Remember this thread http://www.arboristsite.com/showthread.php?t=36962

And http://hort.ifas.ufl.edu/woody/pruning/ on the LH side click on PALMS and there's some pics etc.



Good on you for not spiking them.


----------



## l2edneck (Oct 18, 2006)

> What did the ole lady want, a card?



Yup,a handful(shes the homeowner)



> Is that ya dad groundying for ya?



Nope my daddys 81.my groundy only 50. (haha)
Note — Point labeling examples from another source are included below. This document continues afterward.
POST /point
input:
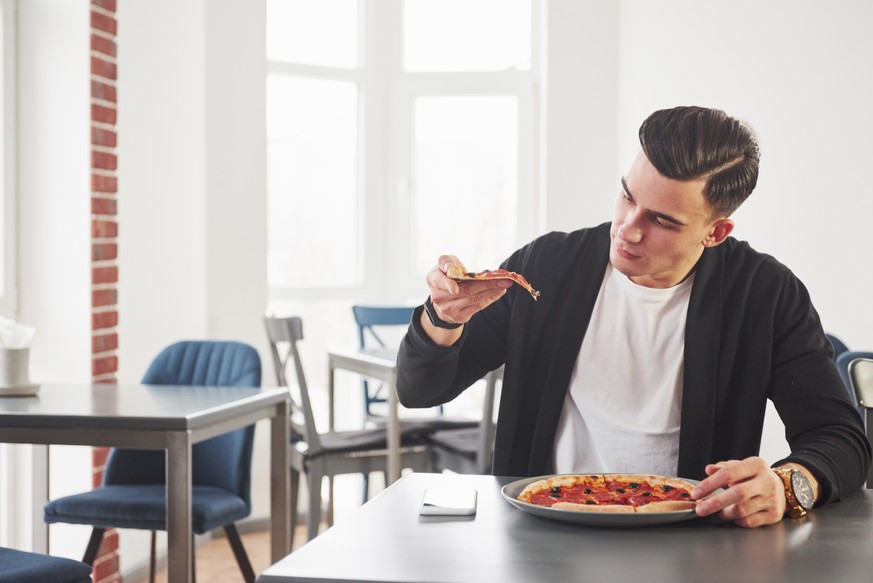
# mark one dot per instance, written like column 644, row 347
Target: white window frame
column 385, row 116
column 8, row 290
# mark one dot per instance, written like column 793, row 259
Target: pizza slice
column 460, row 273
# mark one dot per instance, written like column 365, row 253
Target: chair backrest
column 284, row 333
column 861, row 375
column 223, row 461
column 369, row 318
column 839, row 346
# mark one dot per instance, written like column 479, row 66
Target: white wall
column 54, row 234
column 192, row 189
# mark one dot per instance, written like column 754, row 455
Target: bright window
column 397, row 131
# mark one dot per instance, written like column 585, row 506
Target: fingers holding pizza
column 456, row 295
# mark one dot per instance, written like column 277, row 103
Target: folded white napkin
column 15, row 335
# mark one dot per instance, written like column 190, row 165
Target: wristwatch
column 435, row 319
column 798, row 491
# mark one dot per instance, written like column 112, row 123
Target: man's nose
column 631, row 230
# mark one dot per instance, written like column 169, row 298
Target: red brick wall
column 104, row 237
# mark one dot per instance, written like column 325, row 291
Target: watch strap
column 435, row 319
column 793, row 509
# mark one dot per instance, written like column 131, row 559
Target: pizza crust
column 601, row 481
column 460, row 273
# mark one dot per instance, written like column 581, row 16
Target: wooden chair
column 325, row 455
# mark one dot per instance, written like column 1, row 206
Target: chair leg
column 153, row 557
column 295, row 493
column 240, row 553
column 93, row 546
column 329, row 517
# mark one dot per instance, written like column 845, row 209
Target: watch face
column 802, row 489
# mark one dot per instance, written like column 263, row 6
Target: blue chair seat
column 144, row 506
column 23, row 567
column 133, row 493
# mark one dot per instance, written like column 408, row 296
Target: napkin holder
column 14, row 373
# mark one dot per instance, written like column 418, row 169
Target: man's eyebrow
column 663, row 216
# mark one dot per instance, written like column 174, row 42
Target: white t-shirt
column 623, row 408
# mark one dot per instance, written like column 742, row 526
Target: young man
column 656, row 342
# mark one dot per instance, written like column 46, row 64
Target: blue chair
column 861, row 381
column 24, row 567
column 369, row 320
column 844, row 360
column 839, row 346
column 468, row 450
column 133, row 494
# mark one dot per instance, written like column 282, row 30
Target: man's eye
column 662, row 223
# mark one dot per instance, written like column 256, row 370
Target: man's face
column 661, row 226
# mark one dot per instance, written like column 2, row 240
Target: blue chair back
column 223, row 461
column 843, row 362
column 368, row 318
column 839, row 346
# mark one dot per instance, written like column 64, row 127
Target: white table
column 165, row 417
column 380, row 364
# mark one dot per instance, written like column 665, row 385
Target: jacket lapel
column 700, row 379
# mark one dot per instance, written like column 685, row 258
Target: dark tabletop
column 387, row 541
column 132, row 406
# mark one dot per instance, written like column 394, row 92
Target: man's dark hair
column 692, row 143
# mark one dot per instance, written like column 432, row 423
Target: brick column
column 104, row 238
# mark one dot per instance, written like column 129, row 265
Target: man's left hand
column 753, row 496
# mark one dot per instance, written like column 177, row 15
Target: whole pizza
column 611, row 493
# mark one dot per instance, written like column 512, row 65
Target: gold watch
column 798, row 491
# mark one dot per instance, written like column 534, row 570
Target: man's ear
column 720, row 230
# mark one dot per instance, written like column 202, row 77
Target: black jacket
column 752, row 334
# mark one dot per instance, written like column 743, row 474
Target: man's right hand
column 456, row 302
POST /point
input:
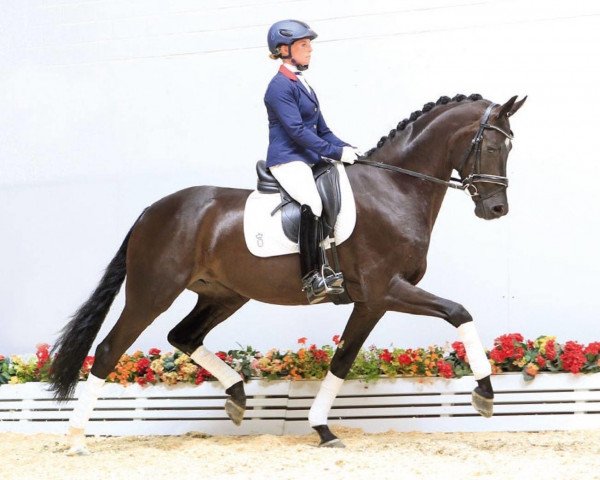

> Hey, That's what I call an over prune, I seldom do that anymore, it's leaving few fronds and cut too much of the butt/head off. Maybe leaving another "ring" of fronds on would have looked fuller/better and no need to shave the head.



Sorry guys but thats the way 99% of ppl like em.If i argued(or tried to educate them) id be outta buisness.Also been trimming some of the same palms for years and yet to see any decline due to the way i trim em.Lots of decline from spiking though.

"High & tight" The pics dont do the job justice.I dont "skin" em.Just trim em up so they dont fall down in three months.In 3 months those fronds i leave will be hanging at 9-3(hands on a clock).And it is rare to have ANYBODY trim em every 3-4 months.

Got some you'll really appreciate in the next comin set.

Thx again


----------



## Ekka (Oct 19, 2006)

I used to get heaps of customers want them done like that when I was on the Gold Coast ... I must say that they didn't decline either ....

... but they're those cocos palms, tough as nails.

I used to have a chain in the end of the ladder so it sat on the palm sturdier ... you can also buy a gadget that bolts on to the feet of the ladder that levels it no matter where you are including steps! Pretty handy.

I have found that regular cleaning shortens the cycle of fruiting and they require cleaning more often.

The reason is lets say from the time the tip of a seed spathe emerges in the crown to the time it opens, flowers, berries etc is say 9 months.

Well you cut them all off, emerging ones and all. Immediately the palm starts making new ones. If you have fussy customers (also educated ones) they'll call you in to remove the seed spathes (torpedos), but that'll happen way more frequently at around 3 months. You'll have to take way less fronds to. I just keep telling them not to let them go to berries.

so the natural fruiting cycle is broken and the tree is continually pushing up new pods, they get cut off, new pods, cut off and so on every 3 to 4 months ... that was the Gold Coast! drive you nuts.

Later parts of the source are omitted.